Director of Public Safety Stephen Woodall said the incident was not the first time a weapon has been seized on USI property.

There was an incident where a student, who was a hunter, had a bow and arrow in his apartment and was unaware of the policy, Woodall said.

A similar incident occurred, he added, involving a student with a shotgun, who was also a hunter and was also unaware of the policy.

“I don’t recall any violations of law regarding weapons,” he said. “Because there’s a difference.”

Senator Jennifer Williams, a representative from the Romain College of Business, asked Woodall where students can learn about the university’s policy regarding weapons on campus.

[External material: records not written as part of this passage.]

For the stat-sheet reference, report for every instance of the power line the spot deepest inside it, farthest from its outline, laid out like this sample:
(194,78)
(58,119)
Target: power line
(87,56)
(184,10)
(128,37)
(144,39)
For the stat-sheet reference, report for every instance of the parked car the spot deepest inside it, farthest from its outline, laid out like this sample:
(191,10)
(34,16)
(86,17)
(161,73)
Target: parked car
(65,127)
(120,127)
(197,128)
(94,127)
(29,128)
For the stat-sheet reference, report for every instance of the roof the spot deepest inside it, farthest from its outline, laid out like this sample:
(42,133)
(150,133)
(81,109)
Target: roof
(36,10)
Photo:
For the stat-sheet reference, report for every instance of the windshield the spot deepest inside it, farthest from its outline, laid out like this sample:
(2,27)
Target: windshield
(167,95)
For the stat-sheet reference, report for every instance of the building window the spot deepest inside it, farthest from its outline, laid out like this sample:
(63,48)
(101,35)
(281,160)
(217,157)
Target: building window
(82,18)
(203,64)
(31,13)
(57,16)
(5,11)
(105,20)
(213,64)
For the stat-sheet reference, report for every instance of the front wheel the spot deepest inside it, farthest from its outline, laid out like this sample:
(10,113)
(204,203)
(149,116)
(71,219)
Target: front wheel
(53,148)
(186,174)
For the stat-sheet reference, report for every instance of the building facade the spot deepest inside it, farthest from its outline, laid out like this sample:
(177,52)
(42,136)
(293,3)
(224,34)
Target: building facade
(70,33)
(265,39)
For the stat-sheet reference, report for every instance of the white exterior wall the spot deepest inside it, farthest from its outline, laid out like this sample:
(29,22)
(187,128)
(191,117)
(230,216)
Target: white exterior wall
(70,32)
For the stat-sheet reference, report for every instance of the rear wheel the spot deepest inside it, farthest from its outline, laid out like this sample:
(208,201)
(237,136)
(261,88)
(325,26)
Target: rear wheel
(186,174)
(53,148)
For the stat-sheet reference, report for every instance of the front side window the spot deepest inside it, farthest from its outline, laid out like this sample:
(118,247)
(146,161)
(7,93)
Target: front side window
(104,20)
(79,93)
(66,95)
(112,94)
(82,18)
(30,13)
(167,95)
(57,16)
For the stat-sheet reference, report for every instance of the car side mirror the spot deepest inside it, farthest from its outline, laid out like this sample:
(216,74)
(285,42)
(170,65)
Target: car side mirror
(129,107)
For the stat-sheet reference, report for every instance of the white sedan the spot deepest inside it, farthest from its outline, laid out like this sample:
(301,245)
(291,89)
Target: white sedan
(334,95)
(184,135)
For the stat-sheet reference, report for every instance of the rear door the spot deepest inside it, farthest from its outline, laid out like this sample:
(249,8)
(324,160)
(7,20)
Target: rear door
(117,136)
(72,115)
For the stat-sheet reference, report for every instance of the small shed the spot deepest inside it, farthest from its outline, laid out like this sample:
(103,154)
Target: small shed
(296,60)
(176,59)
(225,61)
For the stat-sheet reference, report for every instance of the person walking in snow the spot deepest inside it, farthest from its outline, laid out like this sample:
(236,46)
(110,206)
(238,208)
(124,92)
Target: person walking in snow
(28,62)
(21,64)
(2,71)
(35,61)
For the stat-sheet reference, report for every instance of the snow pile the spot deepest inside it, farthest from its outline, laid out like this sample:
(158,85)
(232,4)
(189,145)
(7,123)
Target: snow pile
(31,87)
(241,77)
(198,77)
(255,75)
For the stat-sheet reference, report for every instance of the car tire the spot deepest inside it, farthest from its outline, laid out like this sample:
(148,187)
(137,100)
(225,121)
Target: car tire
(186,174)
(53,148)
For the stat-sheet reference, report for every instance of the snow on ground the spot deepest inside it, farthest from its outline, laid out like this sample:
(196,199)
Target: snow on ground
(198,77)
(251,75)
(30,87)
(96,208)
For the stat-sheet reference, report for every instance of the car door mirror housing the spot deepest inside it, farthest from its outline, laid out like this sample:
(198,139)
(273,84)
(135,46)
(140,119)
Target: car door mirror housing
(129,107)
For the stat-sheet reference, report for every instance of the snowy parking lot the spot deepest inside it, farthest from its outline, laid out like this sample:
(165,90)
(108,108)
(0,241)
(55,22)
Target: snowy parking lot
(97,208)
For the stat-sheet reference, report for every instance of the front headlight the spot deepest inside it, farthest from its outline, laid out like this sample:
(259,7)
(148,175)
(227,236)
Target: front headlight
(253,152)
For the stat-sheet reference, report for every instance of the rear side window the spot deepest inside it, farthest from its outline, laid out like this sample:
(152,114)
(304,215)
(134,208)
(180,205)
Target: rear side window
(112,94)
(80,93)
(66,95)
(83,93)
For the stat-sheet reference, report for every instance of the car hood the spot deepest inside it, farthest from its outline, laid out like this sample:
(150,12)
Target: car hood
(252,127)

“This student didn’t understand. Those students didn’t understand. What are we doing to make students understand?” Williams said.

Student Affairs informs students about university policies, Bennett said, but she admitted she is unaware of the clarity or focus on the matter.

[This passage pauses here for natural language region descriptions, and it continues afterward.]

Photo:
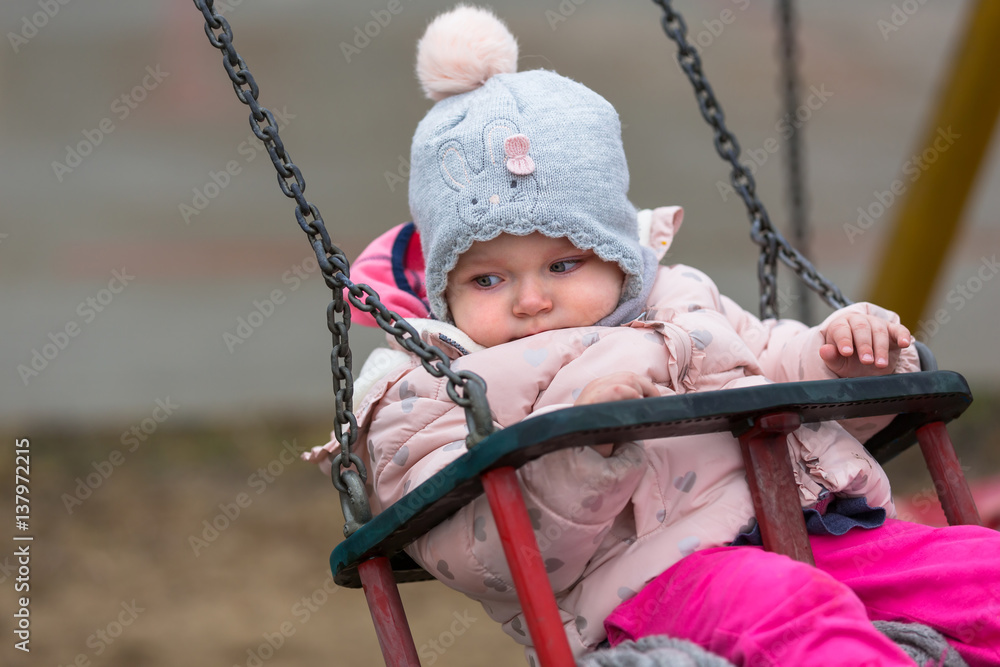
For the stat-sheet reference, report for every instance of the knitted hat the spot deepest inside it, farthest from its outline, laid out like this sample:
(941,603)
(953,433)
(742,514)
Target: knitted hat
(516,153)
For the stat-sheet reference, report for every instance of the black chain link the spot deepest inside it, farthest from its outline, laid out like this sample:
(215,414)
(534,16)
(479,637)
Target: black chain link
(466,389)
(772,244)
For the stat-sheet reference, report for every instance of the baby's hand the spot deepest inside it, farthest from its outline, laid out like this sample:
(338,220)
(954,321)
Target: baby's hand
(858,345)
(620,386)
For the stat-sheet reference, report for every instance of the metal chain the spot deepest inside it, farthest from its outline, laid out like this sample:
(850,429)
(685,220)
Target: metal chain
(772,244)
(466,389)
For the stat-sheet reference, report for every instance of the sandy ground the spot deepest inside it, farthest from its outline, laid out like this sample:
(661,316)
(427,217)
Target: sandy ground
(120,582)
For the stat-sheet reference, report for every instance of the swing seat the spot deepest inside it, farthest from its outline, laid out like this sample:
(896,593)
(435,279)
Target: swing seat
(923,401)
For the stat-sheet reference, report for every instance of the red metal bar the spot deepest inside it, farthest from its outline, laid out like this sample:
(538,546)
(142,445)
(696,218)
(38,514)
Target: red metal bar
(386,607)
(772,486)
(525,561)
(949,482)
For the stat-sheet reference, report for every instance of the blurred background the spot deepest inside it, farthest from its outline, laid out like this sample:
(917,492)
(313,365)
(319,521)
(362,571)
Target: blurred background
(164,341)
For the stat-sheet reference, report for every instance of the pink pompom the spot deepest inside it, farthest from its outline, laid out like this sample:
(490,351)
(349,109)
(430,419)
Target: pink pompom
(461,50)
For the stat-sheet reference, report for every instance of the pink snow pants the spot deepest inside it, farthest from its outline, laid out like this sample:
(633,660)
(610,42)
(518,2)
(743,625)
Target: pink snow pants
(758,608)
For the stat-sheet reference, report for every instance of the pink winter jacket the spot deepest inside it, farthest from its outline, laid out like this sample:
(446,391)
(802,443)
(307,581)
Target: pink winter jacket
(606,526)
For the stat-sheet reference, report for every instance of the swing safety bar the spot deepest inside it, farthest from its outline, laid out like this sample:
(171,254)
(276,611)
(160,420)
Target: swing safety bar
(760,417)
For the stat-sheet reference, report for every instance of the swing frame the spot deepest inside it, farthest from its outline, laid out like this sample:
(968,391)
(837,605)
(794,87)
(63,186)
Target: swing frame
(372,556)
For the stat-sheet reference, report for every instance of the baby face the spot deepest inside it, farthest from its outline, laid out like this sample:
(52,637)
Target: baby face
(517,286)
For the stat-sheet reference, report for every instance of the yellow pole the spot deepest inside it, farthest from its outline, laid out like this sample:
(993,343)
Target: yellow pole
(937,179)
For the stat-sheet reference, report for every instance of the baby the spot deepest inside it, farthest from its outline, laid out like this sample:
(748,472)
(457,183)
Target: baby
(527,264)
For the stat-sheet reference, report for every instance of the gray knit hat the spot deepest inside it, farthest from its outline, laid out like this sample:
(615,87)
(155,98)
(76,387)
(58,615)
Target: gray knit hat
(516,153)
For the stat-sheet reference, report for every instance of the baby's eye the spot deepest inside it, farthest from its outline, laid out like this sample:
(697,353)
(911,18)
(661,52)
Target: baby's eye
(564,265)
(486,281)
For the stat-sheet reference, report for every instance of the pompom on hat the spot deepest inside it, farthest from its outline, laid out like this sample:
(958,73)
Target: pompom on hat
(516,153)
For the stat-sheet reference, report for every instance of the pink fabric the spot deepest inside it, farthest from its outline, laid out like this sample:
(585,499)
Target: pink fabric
(374,267)
(758,608)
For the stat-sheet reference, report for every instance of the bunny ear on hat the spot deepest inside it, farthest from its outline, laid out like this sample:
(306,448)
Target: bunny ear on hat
(658,227)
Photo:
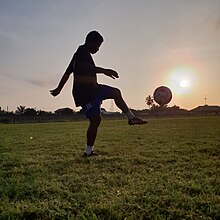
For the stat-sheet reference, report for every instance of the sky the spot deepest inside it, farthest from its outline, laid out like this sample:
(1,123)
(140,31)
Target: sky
(148,42)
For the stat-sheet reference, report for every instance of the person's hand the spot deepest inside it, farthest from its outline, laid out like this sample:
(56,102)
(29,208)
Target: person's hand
(55,92)
(111,73)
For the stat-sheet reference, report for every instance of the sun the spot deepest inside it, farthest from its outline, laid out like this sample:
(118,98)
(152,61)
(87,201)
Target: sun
(184,83)
(181,80)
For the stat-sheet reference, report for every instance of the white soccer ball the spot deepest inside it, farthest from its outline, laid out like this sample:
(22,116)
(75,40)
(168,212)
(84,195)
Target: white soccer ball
(162,95)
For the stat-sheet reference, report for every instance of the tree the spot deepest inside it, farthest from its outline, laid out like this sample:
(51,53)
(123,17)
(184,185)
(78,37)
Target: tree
(149,101)
(20,110)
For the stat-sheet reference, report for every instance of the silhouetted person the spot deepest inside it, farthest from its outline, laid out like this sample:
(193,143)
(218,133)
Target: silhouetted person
(88,93)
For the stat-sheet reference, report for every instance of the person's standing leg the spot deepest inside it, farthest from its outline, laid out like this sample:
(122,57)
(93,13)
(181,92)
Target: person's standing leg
(91,134)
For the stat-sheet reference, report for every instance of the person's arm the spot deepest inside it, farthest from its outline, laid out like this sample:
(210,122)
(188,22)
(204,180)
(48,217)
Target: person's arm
(65,77)
(91,68)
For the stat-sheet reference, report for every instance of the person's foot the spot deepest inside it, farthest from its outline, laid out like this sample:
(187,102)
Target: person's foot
(136,121)
(90,155)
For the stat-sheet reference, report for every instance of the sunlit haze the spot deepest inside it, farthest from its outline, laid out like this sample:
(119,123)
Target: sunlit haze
(149,43)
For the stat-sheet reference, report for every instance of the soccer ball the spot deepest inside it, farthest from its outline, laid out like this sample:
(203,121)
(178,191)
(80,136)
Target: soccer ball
(162,95)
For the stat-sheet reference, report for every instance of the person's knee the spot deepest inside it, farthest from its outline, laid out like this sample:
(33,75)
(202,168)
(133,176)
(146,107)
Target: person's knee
(117,92)
(95,121)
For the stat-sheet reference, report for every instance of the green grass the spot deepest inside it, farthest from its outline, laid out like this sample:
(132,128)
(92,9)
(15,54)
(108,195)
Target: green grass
(168,169)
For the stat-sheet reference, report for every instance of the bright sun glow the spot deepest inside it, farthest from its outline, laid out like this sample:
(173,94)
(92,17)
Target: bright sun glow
(180,80)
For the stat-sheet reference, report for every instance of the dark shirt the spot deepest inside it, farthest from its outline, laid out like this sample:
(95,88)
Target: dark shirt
(85,86)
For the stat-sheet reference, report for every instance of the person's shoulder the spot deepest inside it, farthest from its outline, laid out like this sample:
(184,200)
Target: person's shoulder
(82,49)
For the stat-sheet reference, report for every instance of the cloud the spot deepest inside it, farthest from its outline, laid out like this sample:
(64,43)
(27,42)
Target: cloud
(37,82)
(43,83)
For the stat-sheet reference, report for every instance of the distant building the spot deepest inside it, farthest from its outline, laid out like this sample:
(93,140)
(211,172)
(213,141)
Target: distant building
(206,109)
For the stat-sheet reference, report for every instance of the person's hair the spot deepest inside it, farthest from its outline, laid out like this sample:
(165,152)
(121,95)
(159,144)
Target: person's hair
(94,36)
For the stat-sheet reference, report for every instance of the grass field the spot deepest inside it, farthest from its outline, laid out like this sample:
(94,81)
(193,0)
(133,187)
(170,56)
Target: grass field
(168,169)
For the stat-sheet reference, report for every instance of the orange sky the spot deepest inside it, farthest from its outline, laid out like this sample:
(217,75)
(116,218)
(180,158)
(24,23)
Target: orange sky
(149,43)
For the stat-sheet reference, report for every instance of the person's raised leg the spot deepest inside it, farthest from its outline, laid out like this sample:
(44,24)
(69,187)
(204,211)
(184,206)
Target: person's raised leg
(120,103)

Williams asked about posting signs.

“We tried that with smoking and the signs kept disappearing,” Bennett replied.

According the USI Student Handbook “the transfer, sale, use of, possession of weapons, including but not limited to: firearms, ammunition, bombs, explosives, clubs, dirks, martial arts weapons, sling shots, bows and arrows, sabers, swords, knives with blades in excess of three (3) inches except kitchen knives used in the preparation and/or serving of food, war souvenirs, incendiary devices, fireworks, paintball guns, pellet guns, BB guns, stun weapons, Tasers, or look-alikes, dangerous chemicals or fuels, or other destructive devices or substances, are not allowed on University-owned or controlled property unless permission for possession and/or use has been authorized by an appropriate University official.”

The handbook also states that a student who violates the policy regarding explosives, weapons and fireworks is subject to disciplinary action by the university.

Bennett said the university continues to look for ways to enhance emergency preparedness and look into any policy revisions that are necessary.

“I am not supportive of increasing the number of weapons on campus,” she said. “But I will certainly listen to any proposals that come forward.”